I’m usually at Joshua in the afternoons, once school is
out. The after school program is led by
a Dutchman named Japp (Yop = see the face painting picture). He is
almost seven feet tall. He loves to
laugh and dance and to make parables out of cleaning toilets, shoveling dirt,
and drilling holes into walls and he’s been working at Joshua Project for somewhere around five years. He reminds me a
lot of Jesus, so I try to learn from him and to do what he does. We walk around the township to pick up all
kinds of kids. We bring them back to a
big room and try to engage them in some creative arts – to express themselves:


Mondays we hang out and go to the beach, or a playground, or
to the Chicken King for some ice cream.
(Sometimes they wipe vanilla ice cream on the faces and do strange
dances. They call it “dancing like a
white guy.” You really must see it)

Tuesdays we make art and create things with paints and paper
and our hands.

Wednesdays we learn about drama. We dress up in crazy clothes and pretend to
be someone else for a little while.

Thursday is wood-working day. We build things like jewelry boxes and
doghouses, xylophones out of bamboo, or if we are feeling particularly spunky
we pull nails out of old crates we find behind factories so that we can turn
their scraps into something new and incredible.

I love every one of these kids a lot – which is odd, because
sometimes it takes everything in me not to slap them across the face or shake
them violently. I’m sure that sounds
terrible, but the 250th time a ten year old takes your cell phone,
or punches you in the back, or makes a devastating sexual joke about a girl in
the room, your heart breaks and you get tired and you are much more prone to
lashing out. I’m getting better
though. I promise.

Throughout the week I also spend
a lot of time with the street kids and homeless folks in town. Most of my heart beats for them – kids
without parents or homes to go to. Some
of them are 13 and some of them are 30. Most
of them spend the day pointing out parking spots and guarding people’s cars
while they shop or eat. Sometimes they
beg; sometimes they stir up trouble; but they are some of my best friends on
this side of the world. They make me
laugh and make sure that I remember to share the things that God gives me. I teach my friend Simon to write English on
Tuesday mornings before he goes the Joshua Project for school. I find my friend Patrick passed out on the
side of the road sometimes and hold him until he sobers up so that I can put
him to bed in his dumpster full of cardboard boxes, sometimes I yell at God for
Patrick because I don’t think any thirteen year old should be lonely, orphaned
alcoholic. My friend Benjamin is an orphan
too; he’s almost thirty now and still trying to make his living parking cars,
nothing better has ever really come along.
My friend Shaun is rude and literally drags me into Chicken King to try
and get me to buy him a chicken burger.
I tell him he’s rude, and sometimes I buy him a burger.

That’s my life in a nutshell
these days. My hours get filled with
some of the most interesting people I’ve ever met, some of the most lonely
people I’ve ever met, and more troubled kids than you could shake a No Child
Left Behind program at. I love it. I’m learning a lot.
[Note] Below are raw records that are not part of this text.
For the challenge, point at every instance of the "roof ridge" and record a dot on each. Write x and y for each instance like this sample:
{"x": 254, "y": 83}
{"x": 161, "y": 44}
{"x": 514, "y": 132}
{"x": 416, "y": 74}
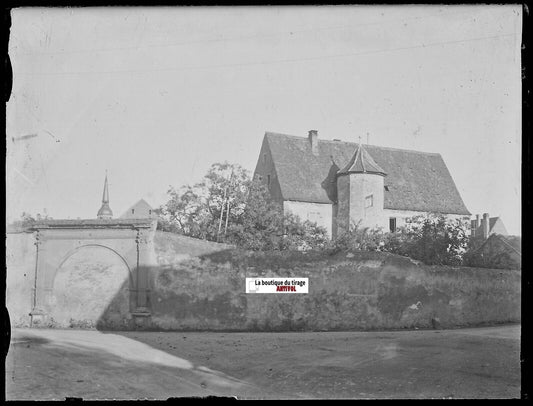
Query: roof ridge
{"x": 353, "y": 143}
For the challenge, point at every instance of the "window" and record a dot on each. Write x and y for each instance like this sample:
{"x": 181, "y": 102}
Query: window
{"x": 314, "y": 217}
{"x": 392, "y": 224}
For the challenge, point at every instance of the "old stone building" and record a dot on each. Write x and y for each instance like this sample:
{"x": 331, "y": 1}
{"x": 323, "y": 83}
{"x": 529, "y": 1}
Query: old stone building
{"x": 336, "y": 183}
{"x": 486, "y": 226}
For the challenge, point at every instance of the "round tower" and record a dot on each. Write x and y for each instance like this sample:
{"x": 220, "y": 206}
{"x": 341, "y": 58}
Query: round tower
{"x": 360, "y": 193}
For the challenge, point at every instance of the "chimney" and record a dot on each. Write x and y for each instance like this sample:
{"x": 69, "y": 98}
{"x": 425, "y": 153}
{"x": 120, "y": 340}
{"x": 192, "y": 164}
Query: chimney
{"x": 313, "y": 140}
{"x": 485, "y": 223}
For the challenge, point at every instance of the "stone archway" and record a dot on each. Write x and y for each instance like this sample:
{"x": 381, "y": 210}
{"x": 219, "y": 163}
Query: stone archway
{"x": 92, "y": 287}
{"x": 130, "y": 242}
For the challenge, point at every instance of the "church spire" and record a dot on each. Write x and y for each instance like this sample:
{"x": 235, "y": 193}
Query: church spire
{"x": 105, "y": 211}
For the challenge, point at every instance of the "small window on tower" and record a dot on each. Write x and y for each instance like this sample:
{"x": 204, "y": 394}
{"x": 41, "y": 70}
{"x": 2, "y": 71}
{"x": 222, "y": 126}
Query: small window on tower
{"x": 392, "y": 224}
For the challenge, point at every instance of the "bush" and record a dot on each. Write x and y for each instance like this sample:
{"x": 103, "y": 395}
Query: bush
{"x": 432, "y": 239}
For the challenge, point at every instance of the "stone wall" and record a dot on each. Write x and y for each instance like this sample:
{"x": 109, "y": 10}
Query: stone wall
{"x": 361, "y": 291}
{"x": 20, "y": 278}
{"x": 198, "y": 285}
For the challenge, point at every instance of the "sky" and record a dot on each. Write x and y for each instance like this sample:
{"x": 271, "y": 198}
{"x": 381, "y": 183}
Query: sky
{"x": 156, "y": 95}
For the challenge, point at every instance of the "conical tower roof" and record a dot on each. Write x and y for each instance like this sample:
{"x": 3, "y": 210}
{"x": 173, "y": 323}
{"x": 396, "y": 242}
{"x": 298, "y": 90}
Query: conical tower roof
{"x": 362, "y": 162}
{"x": 105, "y": 211}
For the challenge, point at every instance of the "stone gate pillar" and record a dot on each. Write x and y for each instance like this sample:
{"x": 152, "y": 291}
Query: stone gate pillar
{"x": 38, "y": 313}
{"x": 145, "y": 262}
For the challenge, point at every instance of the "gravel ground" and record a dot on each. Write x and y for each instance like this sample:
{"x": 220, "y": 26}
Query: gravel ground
{"x": 462, "y": 363}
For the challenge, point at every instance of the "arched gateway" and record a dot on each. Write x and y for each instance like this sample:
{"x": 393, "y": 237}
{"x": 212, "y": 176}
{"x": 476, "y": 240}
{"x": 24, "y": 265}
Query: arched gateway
{"x": 58, "y": 240}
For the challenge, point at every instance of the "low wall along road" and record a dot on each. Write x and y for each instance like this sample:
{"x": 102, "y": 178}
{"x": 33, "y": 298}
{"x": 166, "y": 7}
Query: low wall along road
{"x": 201, "y": 286}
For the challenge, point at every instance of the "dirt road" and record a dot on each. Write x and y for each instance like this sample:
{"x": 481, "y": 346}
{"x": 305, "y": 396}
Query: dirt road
{"x": 463, "y": 363}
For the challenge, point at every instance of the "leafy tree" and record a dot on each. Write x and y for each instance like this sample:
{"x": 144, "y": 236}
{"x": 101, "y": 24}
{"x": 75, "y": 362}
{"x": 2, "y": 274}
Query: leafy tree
{"x": 228, "y": 206}
{"x": 432, "y": 239}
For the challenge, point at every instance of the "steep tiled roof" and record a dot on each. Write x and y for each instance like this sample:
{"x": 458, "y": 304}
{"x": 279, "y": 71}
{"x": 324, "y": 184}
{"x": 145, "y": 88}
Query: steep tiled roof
{"x": 417, "y": 181}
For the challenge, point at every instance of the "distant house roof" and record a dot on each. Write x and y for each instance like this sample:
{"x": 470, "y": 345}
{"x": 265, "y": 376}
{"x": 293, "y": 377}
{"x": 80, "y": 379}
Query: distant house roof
{"x": 141, "y": 208}
{"x": 417, "y": 181}
{"x": 496, "y": 226}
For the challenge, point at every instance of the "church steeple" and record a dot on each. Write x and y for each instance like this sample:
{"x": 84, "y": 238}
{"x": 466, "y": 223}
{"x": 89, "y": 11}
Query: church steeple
{"x": 105, "y": 211}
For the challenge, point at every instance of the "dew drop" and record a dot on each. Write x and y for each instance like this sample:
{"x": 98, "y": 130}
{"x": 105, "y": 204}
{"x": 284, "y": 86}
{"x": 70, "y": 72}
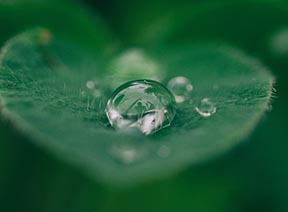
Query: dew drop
{"x": 206, "y": 108}
{"x": 134, "y": 64}
{"x": 180, "y": 87}
{"x": 142, "y": 104}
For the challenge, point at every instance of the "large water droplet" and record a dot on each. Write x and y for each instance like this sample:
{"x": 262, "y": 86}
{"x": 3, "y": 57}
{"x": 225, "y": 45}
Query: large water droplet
{"x": 180, "y": 87}
{"x": 143, "y": 104}
{"x": 134, "y": 64}
{"x": 206, "y": 108}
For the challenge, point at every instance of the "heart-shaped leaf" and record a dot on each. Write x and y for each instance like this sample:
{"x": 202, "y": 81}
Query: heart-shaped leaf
{"x": 55, "y": 92}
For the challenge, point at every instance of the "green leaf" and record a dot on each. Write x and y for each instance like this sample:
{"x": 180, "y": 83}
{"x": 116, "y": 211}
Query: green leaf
{"x": 43, "y": 92}
{"x": 69, "y": 20}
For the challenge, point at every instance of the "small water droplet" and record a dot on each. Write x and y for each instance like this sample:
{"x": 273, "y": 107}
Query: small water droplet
{"x": 181, "y": 87}
{"x": 143, "y": 104}
{"x": 163, "y": 151}
{"x": 206, "y": 108}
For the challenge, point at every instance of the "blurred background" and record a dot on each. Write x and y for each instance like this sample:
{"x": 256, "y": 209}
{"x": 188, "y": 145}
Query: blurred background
{"x": 251, "y": 177}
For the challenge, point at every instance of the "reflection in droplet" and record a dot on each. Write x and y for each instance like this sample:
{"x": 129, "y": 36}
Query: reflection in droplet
{"x": 163, "y": 151}
{"x": 206, "y": 108}
{"x": 134, "y": 64}
{"x": 180, "y": 87}
{"x": 143, "y": 104}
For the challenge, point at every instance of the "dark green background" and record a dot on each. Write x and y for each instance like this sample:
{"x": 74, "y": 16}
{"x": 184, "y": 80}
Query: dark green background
{"x": 251, "y": 177}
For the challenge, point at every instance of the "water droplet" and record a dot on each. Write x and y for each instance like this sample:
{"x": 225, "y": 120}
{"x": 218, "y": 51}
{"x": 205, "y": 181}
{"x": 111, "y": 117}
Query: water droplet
{"x": 206, "y": 108}
{"x": 134, "y": 64}
{"x": 163, "y": 151}
{"x": 180, "y": 87}
{"x": 143, "y": 104}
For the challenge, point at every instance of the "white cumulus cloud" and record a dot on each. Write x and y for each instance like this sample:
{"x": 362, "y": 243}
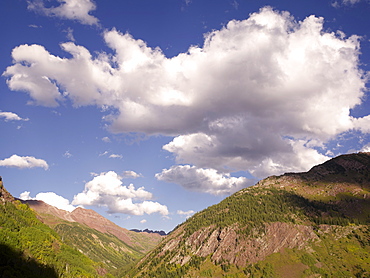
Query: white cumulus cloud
{"x": 10, "y": 116}
{"x": 24, "y": 162}
{"x": 259, "y": 95}
{"x": 50, "y": 198}
{"x": 131, "y": 174}
{"x": 203, "y": 180}
{"x": 68, "y": 9}
{"x": 107, "y": 190}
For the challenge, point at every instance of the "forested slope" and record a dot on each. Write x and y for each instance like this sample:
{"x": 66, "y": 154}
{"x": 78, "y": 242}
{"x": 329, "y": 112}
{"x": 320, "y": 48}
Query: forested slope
{"x": 30, "y": 248}
{"x": 287, "y": 226}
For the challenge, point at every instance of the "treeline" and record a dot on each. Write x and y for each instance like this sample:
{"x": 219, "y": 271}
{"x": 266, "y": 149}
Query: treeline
{"x": 29, "y": 248}
{"x": 257, "y": 206}
{"x": 100, "y": 247}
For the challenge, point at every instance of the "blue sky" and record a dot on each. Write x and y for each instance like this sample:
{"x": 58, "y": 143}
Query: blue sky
{"x": 148, "y": 111}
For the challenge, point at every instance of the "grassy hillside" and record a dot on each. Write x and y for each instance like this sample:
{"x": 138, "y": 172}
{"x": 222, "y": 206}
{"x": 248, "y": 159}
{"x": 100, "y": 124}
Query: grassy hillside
{"x": 31, "y": 249}
{"x": 99, "y": 247}
{"x": 314, "y": 224}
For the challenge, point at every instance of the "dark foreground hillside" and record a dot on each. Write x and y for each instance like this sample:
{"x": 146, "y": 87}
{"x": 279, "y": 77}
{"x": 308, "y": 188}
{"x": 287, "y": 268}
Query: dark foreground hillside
{"x": 314, "y": 224}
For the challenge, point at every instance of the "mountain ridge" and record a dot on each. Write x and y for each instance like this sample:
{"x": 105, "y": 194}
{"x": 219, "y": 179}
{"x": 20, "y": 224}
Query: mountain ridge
{"x": 284, "y": 226}
{"x": 142, "y": 242}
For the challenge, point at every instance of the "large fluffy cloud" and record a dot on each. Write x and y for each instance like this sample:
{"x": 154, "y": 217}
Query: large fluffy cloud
{"x": 68, "y": 9}
{"x": 107, "y": 190}
{"x": 50, "y": 198}
{"x": 203, "y": 180}
{"x": 259, "y": 95}
{"x": 24, "y": 162}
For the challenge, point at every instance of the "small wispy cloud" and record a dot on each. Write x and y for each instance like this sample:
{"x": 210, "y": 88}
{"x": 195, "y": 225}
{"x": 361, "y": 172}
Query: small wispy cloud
{"x": 10, "y": 116}
{"x": 22, "y": 162}
{"x": 67, "y": 154}
{"x": 116, "y": 156}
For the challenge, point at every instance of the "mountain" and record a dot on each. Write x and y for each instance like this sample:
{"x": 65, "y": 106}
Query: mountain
{"x": 162, "y": 233}
{"x": 95, "y": 236}
{"x": 312, "y": 224}
{"x": 29, "y": 248}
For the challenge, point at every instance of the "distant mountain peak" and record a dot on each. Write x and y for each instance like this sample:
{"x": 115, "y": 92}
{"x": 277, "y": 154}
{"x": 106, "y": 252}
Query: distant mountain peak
{"x": 286, "y": 224}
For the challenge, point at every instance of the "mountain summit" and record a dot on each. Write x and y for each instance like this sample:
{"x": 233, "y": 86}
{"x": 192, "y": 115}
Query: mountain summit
{"x": 285, "y": 226}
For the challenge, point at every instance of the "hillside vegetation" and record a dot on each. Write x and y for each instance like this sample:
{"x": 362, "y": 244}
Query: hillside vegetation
{"x": 29, "y": 248}
{"x": 287, "y": 226}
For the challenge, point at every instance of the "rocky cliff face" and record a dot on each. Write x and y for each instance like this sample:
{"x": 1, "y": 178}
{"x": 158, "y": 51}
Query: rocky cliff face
{"x": 5, "y": 196}
{"x": 307, "y": 213}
Jeffreys
Bay has become a strange kind of
home for me. It seems so far from the
way the Kingdom of God is supposed to look – but when bits of the Kingdom come,
and when light starts to break through in the badlands and the dark places, and
when God comes through on all of those promises of being a father to the
fatherless and home for the lonely (Psalm 68), its bright and obvious. The scales fall from my eyes and I start to
see the river of Redemption that is pushing its way through all these dams we’ve
built and demons we’ve made friends with and brokenness we’ve gotten to know so
well. Sometimes I even find the faith to
swim in the river a little bit. Those
are the good days.

I miss you all. Find your way to the river. Hack at the dams a little bit on the way.

One response to “matthew, what in the world are you doing over there?”

  1. What took me so long to find your blog!! You are an amazing story teller. Thanks for wrecking me today with your words.